Solar Music 2023
No plain sailing for the American mariner whose guitar filigree flies across orchestral sky to new horizons.
“We can laugh our lives away and be free once more”: thus goes this collective’s most famous song that’s been on the crest of radio waves for more than five decades now – but who knew its merriment could turn bitter when demos of what was to become “Next Voyage” escaped the studio to see the light of day as "Timeless" only to disappear and emerge now properly, as band leader Mike Pinera and producer Michael Franklin intended. They aimed at not so much giving rock staples from both BLUES IMAGE and IRON BUTTERFLY, where the guitarist also used to play, as wrapping familiar pieces in fresh glory of orchestral kind and elevating the classics to the wuthering heights of eternity. Of course, embarking on such an enterprise is bound to create a new context too – the flow which makes the results rather riveting.
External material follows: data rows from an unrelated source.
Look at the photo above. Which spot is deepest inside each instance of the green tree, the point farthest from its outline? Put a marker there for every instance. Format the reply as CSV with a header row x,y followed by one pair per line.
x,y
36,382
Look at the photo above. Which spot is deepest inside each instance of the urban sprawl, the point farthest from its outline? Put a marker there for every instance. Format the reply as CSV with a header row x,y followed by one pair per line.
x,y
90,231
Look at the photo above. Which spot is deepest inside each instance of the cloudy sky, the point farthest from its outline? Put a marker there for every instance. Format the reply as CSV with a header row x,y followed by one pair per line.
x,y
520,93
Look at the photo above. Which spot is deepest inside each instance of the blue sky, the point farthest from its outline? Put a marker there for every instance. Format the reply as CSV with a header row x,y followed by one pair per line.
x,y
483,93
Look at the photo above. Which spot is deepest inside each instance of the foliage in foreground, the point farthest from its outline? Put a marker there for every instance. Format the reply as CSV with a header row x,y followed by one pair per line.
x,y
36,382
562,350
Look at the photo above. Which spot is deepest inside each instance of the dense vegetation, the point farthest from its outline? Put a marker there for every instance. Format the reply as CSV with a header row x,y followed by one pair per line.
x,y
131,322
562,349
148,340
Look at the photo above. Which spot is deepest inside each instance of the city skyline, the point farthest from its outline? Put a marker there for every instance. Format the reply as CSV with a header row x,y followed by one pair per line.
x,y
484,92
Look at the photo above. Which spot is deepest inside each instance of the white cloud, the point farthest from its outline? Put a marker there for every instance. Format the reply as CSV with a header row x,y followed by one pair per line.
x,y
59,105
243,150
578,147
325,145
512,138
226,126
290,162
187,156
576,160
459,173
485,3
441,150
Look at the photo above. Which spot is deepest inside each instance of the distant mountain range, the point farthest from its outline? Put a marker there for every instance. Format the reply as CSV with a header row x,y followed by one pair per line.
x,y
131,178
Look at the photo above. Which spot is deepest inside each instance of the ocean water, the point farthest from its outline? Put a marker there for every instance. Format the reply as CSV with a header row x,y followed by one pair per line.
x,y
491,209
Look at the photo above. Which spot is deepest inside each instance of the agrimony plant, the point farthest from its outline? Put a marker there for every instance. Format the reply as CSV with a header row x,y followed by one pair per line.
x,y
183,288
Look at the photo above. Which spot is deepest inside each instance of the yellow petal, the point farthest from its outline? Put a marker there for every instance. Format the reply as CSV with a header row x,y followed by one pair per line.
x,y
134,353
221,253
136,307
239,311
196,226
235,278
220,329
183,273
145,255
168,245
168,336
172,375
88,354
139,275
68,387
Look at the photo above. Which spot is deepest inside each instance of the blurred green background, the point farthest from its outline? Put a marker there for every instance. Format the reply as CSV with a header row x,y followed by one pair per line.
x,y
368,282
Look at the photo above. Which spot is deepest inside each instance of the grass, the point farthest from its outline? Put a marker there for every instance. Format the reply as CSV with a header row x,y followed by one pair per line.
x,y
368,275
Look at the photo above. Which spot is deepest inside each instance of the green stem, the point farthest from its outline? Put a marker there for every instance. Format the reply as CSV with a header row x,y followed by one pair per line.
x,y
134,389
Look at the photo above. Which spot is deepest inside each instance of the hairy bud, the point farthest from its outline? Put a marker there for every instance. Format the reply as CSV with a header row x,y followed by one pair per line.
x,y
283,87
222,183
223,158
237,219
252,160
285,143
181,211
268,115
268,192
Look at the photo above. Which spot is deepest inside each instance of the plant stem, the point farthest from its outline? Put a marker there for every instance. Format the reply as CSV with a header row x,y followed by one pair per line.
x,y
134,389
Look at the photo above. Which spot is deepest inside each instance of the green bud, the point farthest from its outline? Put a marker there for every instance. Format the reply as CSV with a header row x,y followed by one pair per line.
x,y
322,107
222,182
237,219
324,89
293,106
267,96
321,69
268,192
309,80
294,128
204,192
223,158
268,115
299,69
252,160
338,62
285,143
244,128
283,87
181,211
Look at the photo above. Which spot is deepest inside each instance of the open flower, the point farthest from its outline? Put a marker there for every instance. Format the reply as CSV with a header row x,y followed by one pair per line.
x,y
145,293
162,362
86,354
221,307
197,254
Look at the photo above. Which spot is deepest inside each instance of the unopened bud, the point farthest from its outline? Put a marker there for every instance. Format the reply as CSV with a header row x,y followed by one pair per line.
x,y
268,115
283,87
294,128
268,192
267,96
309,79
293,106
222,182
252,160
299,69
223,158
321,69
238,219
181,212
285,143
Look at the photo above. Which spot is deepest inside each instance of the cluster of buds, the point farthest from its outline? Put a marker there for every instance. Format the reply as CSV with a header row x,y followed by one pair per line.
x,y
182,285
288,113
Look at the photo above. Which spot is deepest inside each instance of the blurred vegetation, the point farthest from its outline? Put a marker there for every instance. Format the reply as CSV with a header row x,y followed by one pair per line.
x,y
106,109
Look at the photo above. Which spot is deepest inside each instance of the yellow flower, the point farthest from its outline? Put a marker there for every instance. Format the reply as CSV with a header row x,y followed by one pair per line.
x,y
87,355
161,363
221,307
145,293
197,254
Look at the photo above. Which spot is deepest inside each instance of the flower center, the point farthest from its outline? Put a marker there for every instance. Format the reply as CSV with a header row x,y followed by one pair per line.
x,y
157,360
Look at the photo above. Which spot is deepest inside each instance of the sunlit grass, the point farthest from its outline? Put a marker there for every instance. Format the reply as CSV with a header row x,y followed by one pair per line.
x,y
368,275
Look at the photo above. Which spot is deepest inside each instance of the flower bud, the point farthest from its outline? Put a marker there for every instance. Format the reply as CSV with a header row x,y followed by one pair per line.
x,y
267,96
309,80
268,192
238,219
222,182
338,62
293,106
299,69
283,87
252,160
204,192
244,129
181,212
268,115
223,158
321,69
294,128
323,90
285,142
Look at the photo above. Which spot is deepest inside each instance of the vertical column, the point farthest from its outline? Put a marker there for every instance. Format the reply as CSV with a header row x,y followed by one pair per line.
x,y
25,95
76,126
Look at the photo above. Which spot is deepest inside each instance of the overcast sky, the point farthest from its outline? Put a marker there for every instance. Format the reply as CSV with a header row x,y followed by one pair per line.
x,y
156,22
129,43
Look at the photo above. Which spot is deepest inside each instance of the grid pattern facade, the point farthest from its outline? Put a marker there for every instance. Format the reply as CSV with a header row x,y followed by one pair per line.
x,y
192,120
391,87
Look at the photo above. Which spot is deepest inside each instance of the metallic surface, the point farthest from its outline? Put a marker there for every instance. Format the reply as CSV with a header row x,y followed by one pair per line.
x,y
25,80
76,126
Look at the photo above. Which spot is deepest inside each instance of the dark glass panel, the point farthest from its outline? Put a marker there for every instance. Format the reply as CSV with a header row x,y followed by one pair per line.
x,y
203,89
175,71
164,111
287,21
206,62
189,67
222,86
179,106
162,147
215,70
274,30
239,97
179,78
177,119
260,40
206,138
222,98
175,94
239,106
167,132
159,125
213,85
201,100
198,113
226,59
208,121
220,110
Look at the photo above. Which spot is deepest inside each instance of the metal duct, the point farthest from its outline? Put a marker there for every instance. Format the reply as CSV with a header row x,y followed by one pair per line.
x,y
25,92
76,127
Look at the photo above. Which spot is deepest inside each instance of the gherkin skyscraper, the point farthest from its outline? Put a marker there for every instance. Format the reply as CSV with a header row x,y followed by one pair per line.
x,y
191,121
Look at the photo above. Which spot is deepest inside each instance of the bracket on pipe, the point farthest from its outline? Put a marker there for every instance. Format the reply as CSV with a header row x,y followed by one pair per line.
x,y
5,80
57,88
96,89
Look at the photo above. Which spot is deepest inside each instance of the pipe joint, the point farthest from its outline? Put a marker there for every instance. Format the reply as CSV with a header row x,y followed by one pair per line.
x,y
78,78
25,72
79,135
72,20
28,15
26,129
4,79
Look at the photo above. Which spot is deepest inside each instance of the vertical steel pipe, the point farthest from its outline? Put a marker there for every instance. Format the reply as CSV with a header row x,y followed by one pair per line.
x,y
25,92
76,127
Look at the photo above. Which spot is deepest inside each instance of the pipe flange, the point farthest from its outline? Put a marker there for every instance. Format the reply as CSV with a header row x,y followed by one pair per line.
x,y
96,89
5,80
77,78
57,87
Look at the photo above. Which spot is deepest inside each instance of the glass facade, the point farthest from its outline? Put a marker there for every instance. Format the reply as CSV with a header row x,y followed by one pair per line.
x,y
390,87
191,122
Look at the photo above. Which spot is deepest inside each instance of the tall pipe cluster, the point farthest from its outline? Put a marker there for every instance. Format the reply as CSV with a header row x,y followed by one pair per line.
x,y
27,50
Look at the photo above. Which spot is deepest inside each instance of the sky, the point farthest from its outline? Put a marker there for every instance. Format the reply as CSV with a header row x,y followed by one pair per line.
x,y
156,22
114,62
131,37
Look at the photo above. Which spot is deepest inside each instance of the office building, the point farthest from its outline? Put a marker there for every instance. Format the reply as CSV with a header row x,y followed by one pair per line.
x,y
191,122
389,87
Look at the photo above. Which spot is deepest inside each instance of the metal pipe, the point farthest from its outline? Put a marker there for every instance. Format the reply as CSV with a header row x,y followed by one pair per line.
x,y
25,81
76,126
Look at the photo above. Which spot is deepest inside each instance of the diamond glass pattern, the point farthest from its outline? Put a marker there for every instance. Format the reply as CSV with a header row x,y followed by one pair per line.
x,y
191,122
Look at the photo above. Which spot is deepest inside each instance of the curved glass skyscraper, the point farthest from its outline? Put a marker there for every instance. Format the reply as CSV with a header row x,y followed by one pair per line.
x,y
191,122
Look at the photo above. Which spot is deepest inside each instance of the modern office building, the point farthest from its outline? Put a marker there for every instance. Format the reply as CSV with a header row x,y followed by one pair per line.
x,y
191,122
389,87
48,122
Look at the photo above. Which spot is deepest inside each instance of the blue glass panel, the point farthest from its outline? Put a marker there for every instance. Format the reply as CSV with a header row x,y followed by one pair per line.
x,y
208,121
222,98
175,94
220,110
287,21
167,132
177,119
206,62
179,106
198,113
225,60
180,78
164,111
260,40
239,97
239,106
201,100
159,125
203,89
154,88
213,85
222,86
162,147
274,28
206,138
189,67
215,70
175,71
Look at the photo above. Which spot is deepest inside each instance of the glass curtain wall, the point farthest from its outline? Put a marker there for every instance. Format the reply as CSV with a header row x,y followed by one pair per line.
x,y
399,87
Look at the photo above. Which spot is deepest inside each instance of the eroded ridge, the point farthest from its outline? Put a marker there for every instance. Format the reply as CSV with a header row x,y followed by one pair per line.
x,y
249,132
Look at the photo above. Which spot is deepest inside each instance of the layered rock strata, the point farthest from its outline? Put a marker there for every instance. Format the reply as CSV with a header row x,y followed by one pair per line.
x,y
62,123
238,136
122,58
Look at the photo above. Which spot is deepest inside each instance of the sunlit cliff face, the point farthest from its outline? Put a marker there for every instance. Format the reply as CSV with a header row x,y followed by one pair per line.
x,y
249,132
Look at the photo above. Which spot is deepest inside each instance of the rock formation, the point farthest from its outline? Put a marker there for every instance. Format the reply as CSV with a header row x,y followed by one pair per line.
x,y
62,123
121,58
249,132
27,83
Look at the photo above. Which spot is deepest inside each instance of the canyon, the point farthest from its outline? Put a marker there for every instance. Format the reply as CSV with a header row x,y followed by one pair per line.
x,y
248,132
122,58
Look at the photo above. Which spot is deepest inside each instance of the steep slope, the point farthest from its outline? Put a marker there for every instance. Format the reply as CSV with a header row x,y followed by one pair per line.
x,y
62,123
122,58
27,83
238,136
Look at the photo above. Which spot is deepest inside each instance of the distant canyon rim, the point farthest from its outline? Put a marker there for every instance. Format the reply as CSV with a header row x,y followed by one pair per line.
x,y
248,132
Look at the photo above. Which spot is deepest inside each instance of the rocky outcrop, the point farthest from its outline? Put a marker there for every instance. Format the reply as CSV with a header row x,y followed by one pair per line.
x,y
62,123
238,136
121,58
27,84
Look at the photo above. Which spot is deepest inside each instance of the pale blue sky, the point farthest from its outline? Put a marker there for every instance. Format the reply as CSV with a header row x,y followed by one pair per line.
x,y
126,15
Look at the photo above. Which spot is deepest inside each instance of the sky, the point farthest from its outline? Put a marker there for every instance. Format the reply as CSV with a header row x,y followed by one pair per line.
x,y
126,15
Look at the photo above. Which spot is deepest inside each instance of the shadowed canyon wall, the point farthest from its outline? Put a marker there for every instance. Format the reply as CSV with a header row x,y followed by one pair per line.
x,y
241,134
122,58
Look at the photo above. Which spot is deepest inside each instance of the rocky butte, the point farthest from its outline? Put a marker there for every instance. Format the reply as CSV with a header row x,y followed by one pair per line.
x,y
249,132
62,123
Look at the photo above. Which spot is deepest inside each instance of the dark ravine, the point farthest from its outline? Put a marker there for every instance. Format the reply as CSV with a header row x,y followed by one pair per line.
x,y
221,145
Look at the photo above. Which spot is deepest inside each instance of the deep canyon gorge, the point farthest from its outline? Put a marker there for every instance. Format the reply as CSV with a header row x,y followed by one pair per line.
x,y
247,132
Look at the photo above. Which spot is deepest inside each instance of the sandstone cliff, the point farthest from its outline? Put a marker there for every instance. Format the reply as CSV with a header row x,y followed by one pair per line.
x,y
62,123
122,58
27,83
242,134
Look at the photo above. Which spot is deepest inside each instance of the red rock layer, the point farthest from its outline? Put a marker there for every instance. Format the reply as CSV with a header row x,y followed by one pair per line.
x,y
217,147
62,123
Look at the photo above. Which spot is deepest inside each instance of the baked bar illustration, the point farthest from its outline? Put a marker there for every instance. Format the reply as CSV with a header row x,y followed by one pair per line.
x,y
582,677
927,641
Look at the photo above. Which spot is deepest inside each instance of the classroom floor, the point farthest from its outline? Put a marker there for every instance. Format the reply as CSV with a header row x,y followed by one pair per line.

There’s perfect logic now in letting the platter’s panorama open its widescreen wonder with a powerful swing of “Butterfly Bleu” whose brass-laden wings create the momentum that will not dissolve in a six-string twang, predatory vocals and heavenly organ once the salvos subside but condense instead into pure passion, or even bass-spanked rage, and flutter under leaden skies towards the mesmeric delights “In A Gadda Da Vida” has to offer before solo wigouts take drift into a Bach-brushed space and the “Captain’s Suite” – the record’s expansive, acoustically-tinctured finale. However, the grace and energy of lighter numbers impress no less than the sway of these epics, as the soul-caressing grooves behind “Something To Say” and “Love Is The Answer” – the former seeing Michael Franklin splash muddy waters on the keyboards and the latter featuring Jonathan Cain’ ivories swirl the psyched-up swamp of sound – unfold in a Muscle Shoals way, while “Leaving My Troubles Behind” oozes filigreed swagger in spades.
But then, there’s a molasses-like gloom in the dramatic rendition of “Isla” which shines ever so brightly through the sheets of symphonic grandeur, and in the fugue-prefaced “Paid My Dues” with Pat Travers’ attack adding to the force of the thunderous riff. There, in the darkness, might lie Pinera’s very next adventure; as of now, the voyage he’s been on for more than fifty years is still a pleasure cruise.